Gliconeogênese -> sintetizam glicose a partir de aminoácidos e outros precursores, com


capacidade equivalente à capacidade hepática

NÉFRON (presente na medula) – unidade funcional do rim (absorção, filtração e secreção


ocorre no néfron).

Ductor coletor, que coalesce com outros ductos coletores – cálice menor- cálice maior – pelve
renal – ureter
Néfron Cortical: Possui o glomérulo localizado na zona cortical externa, e possui uma alça de
Henle curta, com pequena porção medular. Envolvido por extensa malha de capilares
peritubulares.

Néfron Justamedular: Possui o glomérulo localizado no córtex interno, bem próximo à medula
renal, e longa alça de Henle, que mergulha profundamente na medula. As longas arteríolas
eferentes ramificam-se nos vasa recta, que acompanham paralelamente a alça de Henle,
retornam ao córtex, e esvaziam-se nas veias corticais.

Cápsula de Bowman (envolve o glomérulo) – vai chegar os vasos sanguíneos e irá começar o
processo de filtração

- Arteríola aferente chega na cápsula de bowman – sangue vai para os glomérulos e sai pela
arteríola eferente saí da cápsula de bowman. Depois da arteríola eferente vai formar uma
rede de tubos em volta do néfron – capilares peritubulares

Esses capilares peritubulares vão convergir - levando um sangue filtrado fora dos rins.

180L que passa nos néfrons por dia

Eliminados só 1,5 de urina

CORPÚSCULO RENAL – glomérulo mais cápsula de bowman – FILTRAÇÃO

Túbulos contorcidos + alça de henle – REABSORÇÃO (volta para o sangue)


Secreção – elementos que não passa pela filtração, mas será secretada dos capilares
peritubulares para o néfron

FILTRAÇÃO

- Passagem de SOLUTOS do plasma do glomérulo para a cápsula de bowman.

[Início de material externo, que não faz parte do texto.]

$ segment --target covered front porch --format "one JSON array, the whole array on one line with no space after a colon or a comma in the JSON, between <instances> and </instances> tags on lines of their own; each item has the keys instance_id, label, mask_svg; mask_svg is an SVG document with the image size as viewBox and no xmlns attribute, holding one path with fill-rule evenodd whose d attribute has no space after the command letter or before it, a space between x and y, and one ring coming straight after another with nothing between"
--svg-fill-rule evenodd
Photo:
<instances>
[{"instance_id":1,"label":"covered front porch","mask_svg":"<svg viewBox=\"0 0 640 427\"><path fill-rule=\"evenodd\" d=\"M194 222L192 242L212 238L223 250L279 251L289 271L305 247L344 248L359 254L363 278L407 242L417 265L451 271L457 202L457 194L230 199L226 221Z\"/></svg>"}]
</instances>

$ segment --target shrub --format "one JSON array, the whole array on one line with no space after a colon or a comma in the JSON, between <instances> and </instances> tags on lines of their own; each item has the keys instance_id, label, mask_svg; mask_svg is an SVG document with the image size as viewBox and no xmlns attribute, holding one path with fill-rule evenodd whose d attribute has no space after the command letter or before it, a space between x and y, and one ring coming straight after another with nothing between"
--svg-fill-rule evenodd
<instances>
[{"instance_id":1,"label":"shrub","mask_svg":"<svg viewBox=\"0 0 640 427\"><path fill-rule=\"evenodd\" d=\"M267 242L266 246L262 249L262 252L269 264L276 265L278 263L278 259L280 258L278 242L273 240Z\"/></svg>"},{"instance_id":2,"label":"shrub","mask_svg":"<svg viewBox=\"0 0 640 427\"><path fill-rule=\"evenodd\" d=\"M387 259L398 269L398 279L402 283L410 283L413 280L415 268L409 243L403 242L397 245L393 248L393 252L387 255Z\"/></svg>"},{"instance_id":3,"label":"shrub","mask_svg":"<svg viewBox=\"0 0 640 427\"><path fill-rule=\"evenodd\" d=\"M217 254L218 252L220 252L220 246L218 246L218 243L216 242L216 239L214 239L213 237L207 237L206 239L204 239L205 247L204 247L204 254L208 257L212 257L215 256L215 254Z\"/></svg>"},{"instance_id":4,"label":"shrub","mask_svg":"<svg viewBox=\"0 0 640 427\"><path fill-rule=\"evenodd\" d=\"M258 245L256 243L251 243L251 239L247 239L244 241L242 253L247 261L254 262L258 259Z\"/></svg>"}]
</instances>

OBS: PROTEÍNAS PLASMÁTICAS NÃO REALIZAM ESSE MOVIMENTO, ou seja, não vai do
glomérulo para a cápsula de bowman

20% do plasma é filtrado no glomérulo, o resto segue para a arteríola eferente. Apenas 1%
desses 20, é excretado.

A substância a ser filtrada passa por 3 camadas da membrana capilar glomerular: endotélio,
lâmina basal e atravessar células presente na parede da cápsula de bowman (podócitos)
Capilar do glomérulo é do tipo fenestrado, ou seja, existem vários espaços entre o endotélio.
Esse espaço permite a passagem da maioria de solutos presentes no plasma, a exceção das
células sanguíneas. As células endoteliais são ricamente envolvidas por cargas fixas negativas
que evitam a filtração de proteínas plasmáticas;

A membrana basal é formada por glicoproteína, colágeno e atua como peneira onde a maioria
das proteínas plasmáticas não consegue passar. Também apresenta carga negativa, o que
dificulta a passagem de proteínas

Epitélio da cápsula de bowman vão ser recoberto de podócitos, vai existir entre elas fendas de
filtração. Essas fendas vão ser fechadas por uma membrana semi porosa, essa membrana vai
impedir a passagem de proteínas plasmáticas.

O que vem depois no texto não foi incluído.